Implementing a new Processor

A processor is used to process log messages. Basically, a processor is called for every incoming log message (see Pipelines), which it then can modify. For this, some directions have to be considered.

Concurrency/IPC

Processors can run in parallel on multiple different system processes. Therefore, it is not guaranteed that a specific processor will see all incoming log messages. Inter-process-communication (IPC) must be used if information of log messages has to be shared between multiple processor instances. IPC is relatively slow and can not be used if the processor instances are located on different machines. In those cases it should be reconsidered if it is necessary that information is being shared or if an implementation of the functionality is generally sensible in the context of ths framework.

Getting started

class logprep.util.processor_generator.ProcessorCodeGenerator

If you want to implement a new processor, we have a tiny helper to generate the needed boilerplate code for you. You can run it in a python shell with:

from logprep.util.processor_generator import ProcessorCodeGenerator
processor_config = { "name": "NewProcessor", "base_class": "FieldManager" }
generator = ProcessorCodeGenerator(**processor_config)
generator.generate()

After the code is generated you have following new folders and files:

logprep/processor/<processor name> with a file processor.py and a file rule.py
tests/unit/processor/<processor name> with a file test_<processor name>.py and a file test_<processor name>_rule.py.

After registering your processor in logprep/registry.py you can start implementing tests and _apply_rules method as explained in the following sections. Do not forget to add the processor and rule configuration to

doc/source/user_manual/configuration/processor.rst
doc/source/user_manual/configuration/rule.rst

Processor

Processors must implement the interface Processor. If you want your processor to have processor specific configuration parameters you have to create a Config class inside your processor class definition. This Config class has to inherit from Processor.Config and it has to be written as a attrs dataclass with kw_only set to true.

"""
NewProcessor
------------

Write your processor description here. It will be rendered in the processor documentation.

Example
^^^^^^^
..  code-block:: yaml
    :linenos:

    - newprocessorname:
        type: new_processor
        specific_rules:
            - tests/testdata/rules/specific/
        generic_rules:
            - tests/testdata/rules/generic/
        new_config_parameter: config_value

"""
from logprep.abc.processor import Processor
from attrs import define, field

class NewProcessor(Processor):
    """short docstring for new_processor"""
    @define(kw_only=True)
    class Config(Processor.Config):
        """NewProcessor config"""
        new_config_parameter: str = field(...)
        """the new processor specific config parameter"""

    __slots__ = ["processor_attribute"]

    processor_attribute: list

    def __init__(self, name, configuration, logger):
        super().__init__(name, configuration, logger)
        self.processor_attribute = []

    def _apply_rules(self, event, rule):
        """your implemented workload"""
        ...

The rules must implement the interface Rule.

setup, shut_down

The method setup() is called before the first log message will be processed, the method shut_down() after the last log message was processed.

Those methods could be implemented to create additional data structures and to release them after processing has finished.

process

This method is implemented in the Processor and is called for every log message.

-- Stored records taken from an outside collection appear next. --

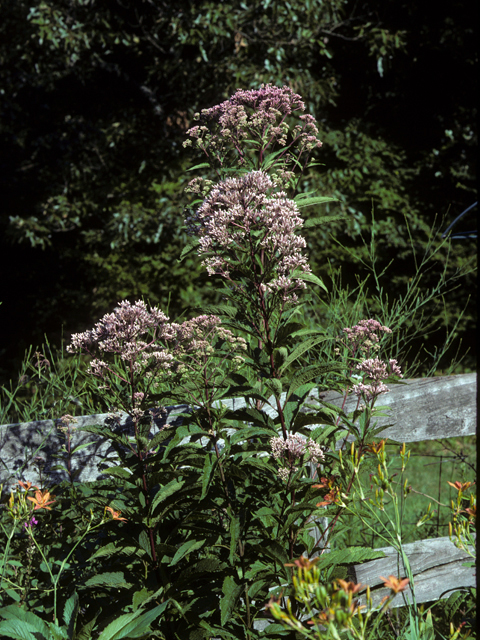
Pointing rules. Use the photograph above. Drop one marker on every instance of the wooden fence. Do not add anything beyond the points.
(421, 409)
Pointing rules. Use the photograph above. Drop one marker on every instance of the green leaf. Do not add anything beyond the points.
(318, 222)
(81, 446)
(27, 621)
(132, 625)
(19, 630)
(308, 202)
(85, 632)
(70, 613)
(187, 547)
(114, 579)
(202, 165)
(349, 555)
(118, 472)
(231, 595)
(207, 473)
(169, 489)
(294, 403)
(308, 277)
(189, 248)
(310, 373)
(301, 349)
(275, 386)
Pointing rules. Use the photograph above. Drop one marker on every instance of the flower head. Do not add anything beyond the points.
(27, 485)
(395, 584)
(461, 486)
(115, 514)
(242, 217)
(42, 500)
(257, 118)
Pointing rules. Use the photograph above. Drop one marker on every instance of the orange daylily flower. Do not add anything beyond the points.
(303, 563)
(323, 617)
(376, 447)
(27, 485)
(461, 486)
(325, 483)
(42, 500)
(330, 498)
(115, 514)
(395, 584)
(349, 587)
(472, 512)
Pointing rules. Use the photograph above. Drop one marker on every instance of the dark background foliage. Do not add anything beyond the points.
(96, 99)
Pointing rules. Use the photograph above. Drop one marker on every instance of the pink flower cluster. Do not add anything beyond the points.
(364, 335)
(226, 225)
(123, 333)
(256, 115)
(295, 447)
(377, 371)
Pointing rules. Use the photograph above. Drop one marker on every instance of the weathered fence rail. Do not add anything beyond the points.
(421, 409)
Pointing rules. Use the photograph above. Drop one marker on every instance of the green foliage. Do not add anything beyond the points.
(196, 527)
(96, 102)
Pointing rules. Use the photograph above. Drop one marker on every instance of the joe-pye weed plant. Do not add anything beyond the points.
(219, 509)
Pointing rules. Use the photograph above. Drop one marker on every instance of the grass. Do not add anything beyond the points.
(432, 464)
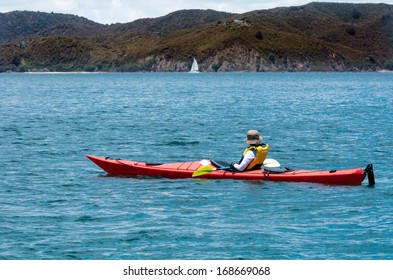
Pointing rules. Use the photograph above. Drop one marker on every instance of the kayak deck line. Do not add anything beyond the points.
(184, 170)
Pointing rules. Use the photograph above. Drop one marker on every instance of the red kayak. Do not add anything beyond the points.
(208, 170)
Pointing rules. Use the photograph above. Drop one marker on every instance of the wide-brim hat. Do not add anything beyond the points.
(253, 137)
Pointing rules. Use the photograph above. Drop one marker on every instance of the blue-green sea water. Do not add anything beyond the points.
(56, 204)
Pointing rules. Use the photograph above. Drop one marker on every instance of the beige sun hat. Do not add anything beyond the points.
(253, 137)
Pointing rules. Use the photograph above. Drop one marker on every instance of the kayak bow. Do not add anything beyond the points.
(181, 170)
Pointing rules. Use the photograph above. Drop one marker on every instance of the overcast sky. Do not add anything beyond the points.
(113, 11)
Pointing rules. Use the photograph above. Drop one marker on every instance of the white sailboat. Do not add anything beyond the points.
(194, 67)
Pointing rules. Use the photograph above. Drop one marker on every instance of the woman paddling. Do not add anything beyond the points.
(254, 154)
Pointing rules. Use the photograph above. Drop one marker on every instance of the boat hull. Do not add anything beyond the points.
(182, 170)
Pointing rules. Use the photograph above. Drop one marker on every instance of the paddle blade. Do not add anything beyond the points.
(203, 171)
(269, 162)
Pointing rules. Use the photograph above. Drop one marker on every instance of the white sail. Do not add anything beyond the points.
(194, 67)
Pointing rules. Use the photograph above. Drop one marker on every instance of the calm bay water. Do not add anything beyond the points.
(55, 204)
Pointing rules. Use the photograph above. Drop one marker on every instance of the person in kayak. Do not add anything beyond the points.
(254, 155)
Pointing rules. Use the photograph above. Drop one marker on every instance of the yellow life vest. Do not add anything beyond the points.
(260, 157)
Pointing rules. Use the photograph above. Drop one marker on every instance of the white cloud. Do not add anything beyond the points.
(112, 11)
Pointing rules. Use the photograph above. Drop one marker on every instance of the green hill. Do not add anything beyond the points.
(313, 37)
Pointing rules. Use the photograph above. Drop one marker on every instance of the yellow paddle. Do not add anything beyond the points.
(203, 171)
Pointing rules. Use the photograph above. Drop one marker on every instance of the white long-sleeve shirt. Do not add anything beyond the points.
(248, 157)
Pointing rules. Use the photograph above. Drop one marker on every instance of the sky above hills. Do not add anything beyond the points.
(114, 11)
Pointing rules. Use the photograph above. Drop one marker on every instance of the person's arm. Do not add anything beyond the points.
(248, 157)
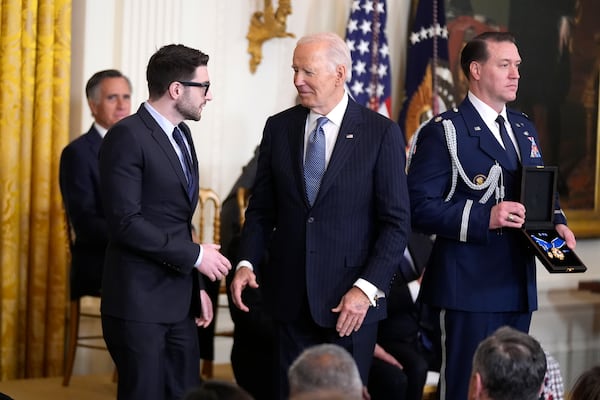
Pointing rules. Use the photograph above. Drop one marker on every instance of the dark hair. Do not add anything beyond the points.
(217, 390)
(476, 48)
(587, 386)
(172, 63)
(93, 84)
(512, 365)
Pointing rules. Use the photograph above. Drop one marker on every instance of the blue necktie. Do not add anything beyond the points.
(188, 166)
(508, 144)
(314, 162)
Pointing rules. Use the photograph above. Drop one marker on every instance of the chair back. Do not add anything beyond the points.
(209, 209)
(243, 196)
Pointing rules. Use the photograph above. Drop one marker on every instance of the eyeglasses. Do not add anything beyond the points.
(205, 85)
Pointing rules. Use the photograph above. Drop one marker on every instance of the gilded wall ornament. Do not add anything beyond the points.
(265, 25)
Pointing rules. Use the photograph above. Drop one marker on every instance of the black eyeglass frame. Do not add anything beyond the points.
(205, 85)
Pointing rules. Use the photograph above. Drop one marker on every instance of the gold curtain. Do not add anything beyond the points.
(35, 40)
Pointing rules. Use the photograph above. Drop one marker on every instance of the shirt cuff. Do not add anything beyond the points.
(244, 263)
(199, 259)
(372, 292)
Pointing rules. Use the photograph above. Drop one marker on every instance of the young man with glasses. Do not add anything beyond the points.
(153, 295)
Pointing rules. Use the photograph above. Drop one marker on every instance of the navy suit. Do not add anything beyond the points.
(483, 278)
(356, 228)
(80, 189)
(150, 285)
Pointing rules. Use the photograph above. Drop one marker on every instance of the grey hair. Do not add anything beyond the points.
(338, 52)
(325, 367)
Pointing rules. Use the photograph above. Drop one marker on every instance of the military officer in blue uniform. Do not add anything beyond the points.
(464, 183)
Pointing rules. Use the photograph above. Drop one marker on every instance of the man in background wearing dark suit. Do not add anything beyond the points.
(152, 288)
(108, 94)
(252, 350)
(334, 243)
(406, 338)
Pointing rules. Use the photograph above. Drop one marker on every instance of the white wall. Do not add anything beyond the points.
(123, 34)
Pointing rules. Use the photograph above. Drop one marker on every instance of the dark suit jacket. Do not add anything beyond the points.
(357, 227)
(484, 271)
(80, 189)
(149, 272)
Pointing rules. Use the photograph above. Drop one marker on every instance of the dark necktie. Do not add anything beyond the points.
(511, 153)
(314, 162)
(188, 166)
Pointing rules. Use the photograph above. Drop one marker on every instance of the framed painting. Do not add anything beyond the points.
(559, 43)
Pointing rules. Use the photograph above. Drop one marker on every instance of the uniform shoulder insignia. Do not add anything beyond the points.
(517, 113)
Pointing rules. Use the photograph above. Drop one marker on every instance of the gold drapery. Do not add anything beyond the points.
(35, 40)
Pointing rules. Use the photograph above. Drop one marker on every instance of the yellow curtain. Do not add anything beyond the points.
(35, 40)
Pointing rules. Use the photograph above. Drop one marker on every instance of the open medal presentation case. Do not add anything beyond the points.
(538, 186)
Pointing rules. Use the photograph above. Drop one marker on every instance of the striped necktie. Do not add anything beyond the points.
(314, 162)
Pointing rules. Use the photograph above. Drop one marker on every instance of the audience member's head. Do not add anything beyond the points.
(508, 365)
(325, 368)
(109, 97)
(587, 386)
(217, 390)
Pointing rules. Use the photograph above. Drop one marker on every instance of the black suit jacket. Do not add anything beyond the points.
(149, 272)
(357, 227)
(80, 189)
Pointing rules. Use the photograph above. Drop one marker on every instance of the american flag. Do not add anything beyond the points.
(428, 84)
(370, 84)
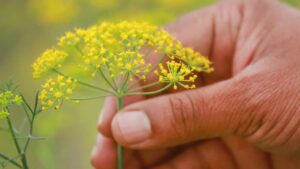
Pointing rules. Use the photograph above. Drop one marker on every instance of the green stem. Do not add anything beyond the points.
(150, 93)
(10, 160)
(91, 98)
(106, 80)
(83, 83)
(145, 87)
(120, 148)
(23, 157)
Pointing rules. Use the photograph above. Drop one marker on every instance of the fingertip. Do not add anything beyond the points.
(107, 113)
(104, 126)
(104, 153)
(130, 128)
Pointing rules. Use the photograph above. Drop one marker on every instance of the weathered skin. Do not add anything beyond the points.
(246, 116)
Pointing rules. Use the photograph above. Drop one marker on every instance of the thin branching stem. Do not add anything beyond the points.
(145, 86)
(120, 147)
(91, 98)
(106, 80)
(84, 83)
(149, 93)
(12, 161)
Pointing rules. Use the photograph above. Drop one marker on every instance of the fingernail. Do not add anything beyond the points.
(135, 126)
(94, 152)
(97, 148)
(101, 116)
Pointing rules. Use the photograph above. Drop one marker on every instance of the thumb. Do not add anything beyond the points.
(169, 120)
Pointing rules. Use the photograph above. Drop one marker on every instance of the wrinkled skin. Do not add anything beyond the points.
(246, 115)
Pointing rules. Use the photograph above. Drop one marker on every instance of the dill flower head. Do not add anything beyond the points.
(119, 55)
(55, 91)
(50, 59)
(8, 98)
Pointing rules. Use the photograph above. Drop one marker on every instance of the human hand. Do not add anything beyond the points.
(247, 113)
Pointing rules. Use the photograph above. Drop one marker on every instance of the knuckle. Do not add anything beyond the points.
(270, 114)
(182, 111)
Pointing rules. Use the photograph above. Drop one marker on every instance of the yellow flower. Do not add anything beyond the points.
(177, 74)
(49, 60)
(53, 93)
(8, 98)
(4, 114)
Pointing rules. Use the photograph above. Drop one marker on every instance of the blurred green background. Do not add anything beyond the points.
(28, 27)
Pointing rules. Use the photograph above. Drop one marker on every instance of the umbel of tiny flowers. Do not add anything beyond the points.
(9, 100)
(116, 54)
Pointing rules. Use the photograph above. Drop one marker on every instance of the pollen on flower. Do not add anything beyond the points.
(53, 93)
(49, 60)
(116, 52)
(8, 98)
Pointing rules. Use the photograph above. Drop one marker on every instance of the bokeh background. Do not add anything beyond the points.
(28, 27)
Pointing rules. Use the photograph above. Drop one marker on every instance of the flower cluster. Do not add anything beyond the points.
(119, 54)
(55, 91)
(7, 99)
(176, 74)
(49, 60)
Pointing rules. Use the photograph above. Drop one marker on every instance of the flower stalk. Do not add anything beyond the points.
(120, 147)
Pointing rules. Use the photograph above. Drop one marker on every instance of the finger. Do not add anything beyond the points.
(204, 155)
(104, 153)
(211, 111)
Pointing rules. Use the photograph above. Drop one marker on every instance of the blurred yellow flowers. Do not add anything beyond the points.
(8, 98)
(119, 55)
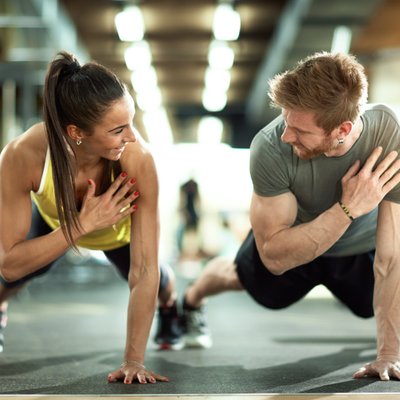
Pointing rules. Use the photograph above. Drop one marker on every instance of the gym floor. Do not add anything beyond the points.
(66, 331)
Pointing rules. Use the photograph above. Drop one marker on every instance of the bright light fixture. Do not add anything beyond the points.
(144, 79)
(158, 128)
(138, 56)
(214, 100)
(341, 39)
(149, 99)
(210, 130)
(220, 55)
(129, 24)
(226, 23)
(219, 79)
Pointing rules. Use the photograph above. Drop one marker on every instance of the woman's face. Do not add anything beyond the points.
(114, 130)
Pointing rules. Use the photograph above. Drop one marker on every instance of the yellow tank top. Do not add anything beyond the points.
(105, 239)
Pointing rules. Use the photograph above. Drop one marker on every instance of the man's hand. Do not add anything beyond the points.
(99, 212)
(383, 369)
(364, 188)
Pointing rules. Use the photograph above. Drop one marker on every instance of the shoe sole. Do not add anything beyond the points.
(199, 342)
(169, 346)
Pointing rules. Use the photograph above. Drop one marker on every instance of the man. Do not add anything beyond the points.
(325, 208)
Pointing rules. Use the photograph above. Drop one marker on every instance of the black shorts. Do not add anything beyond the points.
(350, 279)
(120, 257)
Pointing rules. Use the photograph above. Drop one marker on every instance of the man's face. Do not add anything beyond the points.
(307, 139)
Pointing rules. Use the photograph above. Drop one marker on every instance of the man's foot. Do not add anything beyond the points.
(169, 332)
(195, 329)
(3, 324)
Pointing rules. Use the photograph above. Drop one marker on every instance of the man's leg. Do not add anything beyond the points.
(218, 276)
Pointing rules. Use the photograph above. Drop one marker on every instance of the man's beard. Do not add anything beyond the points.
(306, 154)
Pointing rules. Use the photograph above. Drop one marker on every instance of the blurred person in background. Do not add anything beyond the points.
(325, 207)
(85, 178)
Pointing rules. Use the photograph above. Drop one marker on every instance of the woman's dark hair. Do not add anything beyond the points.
(77, 95)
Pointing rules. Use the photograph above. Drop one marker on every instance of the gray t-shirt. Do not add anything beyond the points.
(316, 183)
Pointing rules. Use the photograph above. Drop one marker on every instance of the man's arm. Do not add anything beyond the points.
(283, 247)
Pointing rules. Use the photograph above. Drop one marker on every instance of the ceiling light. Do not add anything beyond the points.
(226, 24)
(129, 24)
(341, 40)
(144, 79)
(138, 56)
(158, 128)
(214, 100)
(149, 99)
(218, 79)
(220, 55)
(210, 130)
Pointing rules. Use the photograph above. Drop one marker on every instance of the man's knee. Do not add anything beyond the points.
(224, 269)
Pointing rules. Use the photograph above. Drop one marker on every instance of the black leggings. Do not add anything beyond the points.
(120, 257)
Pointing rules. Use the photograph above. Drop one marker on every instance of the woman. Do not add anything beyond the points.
(80, 168)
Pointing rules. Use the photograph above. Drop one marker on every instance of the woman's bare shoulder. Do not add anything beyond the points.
(24, 156)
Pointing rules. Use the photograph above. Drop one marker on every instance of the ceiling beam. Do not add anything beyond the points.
(274, 59)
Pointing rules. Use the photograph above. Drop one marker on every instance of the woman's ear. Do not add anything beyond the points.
(74, 133)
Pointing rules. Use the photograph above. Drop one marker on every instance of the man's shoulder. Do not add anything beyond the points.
(380, 110)
(269, 134)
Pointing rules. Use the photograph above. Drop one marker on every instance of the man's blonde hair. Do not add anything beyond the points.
(331, 85)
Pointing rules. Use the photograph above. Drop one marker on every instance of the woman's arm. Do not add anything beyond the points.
(144, 270)
(21, 165)
(386, 295)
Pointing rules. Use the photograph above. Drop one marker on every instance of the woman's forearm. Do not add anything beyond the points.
(29, 256)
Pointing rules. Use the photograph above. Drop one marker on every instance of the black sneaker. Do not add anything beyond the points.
(195, 329)
(169, 333)
(3, 324)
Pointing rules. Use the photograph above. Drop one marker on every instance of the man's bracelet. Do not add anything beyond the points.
(346, 210)
(132, 362)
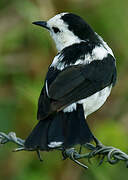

To process the event it invokes the processors apply_rules method. If you want to do somthing to the event after all rules have been applied, then you could overwrite this method and implement your code after calling the super().process(event). The log message is being passed as a dictionary and modified ‘in place’, meaning that modifications are being performed directly on the input event.

 def process(self, event: dict):
     super().process(event)
     if self.new_config_parameter:
         self._do_more_stuff()

Warning

It is possible to cancel processing of a log message and to discard it by deleting all of its fields. This could be used if a large amounts of useless logs are being generated, but it does not conform to the goal of Logprep and should be avoided.

Exceptions/Error Handling

An exception should be thrown if an error occurs during the processing of a log message. All exceptions are being logged and should return a helpful error message with str(exception). Exceptions derived from ProcessorWarningError have no impact on the operation of the processor. Other exceptions stop the processing of a log message. However, the log message will be separately stored as failed (see Output, store_failed`).

Metrics

To achieve implementing new processor specific metrics you have to implement a embedded class Metrics inside the processor class which inherits from Component.Metrics. For further information about metrics see the reference implementation in the Amides Processor.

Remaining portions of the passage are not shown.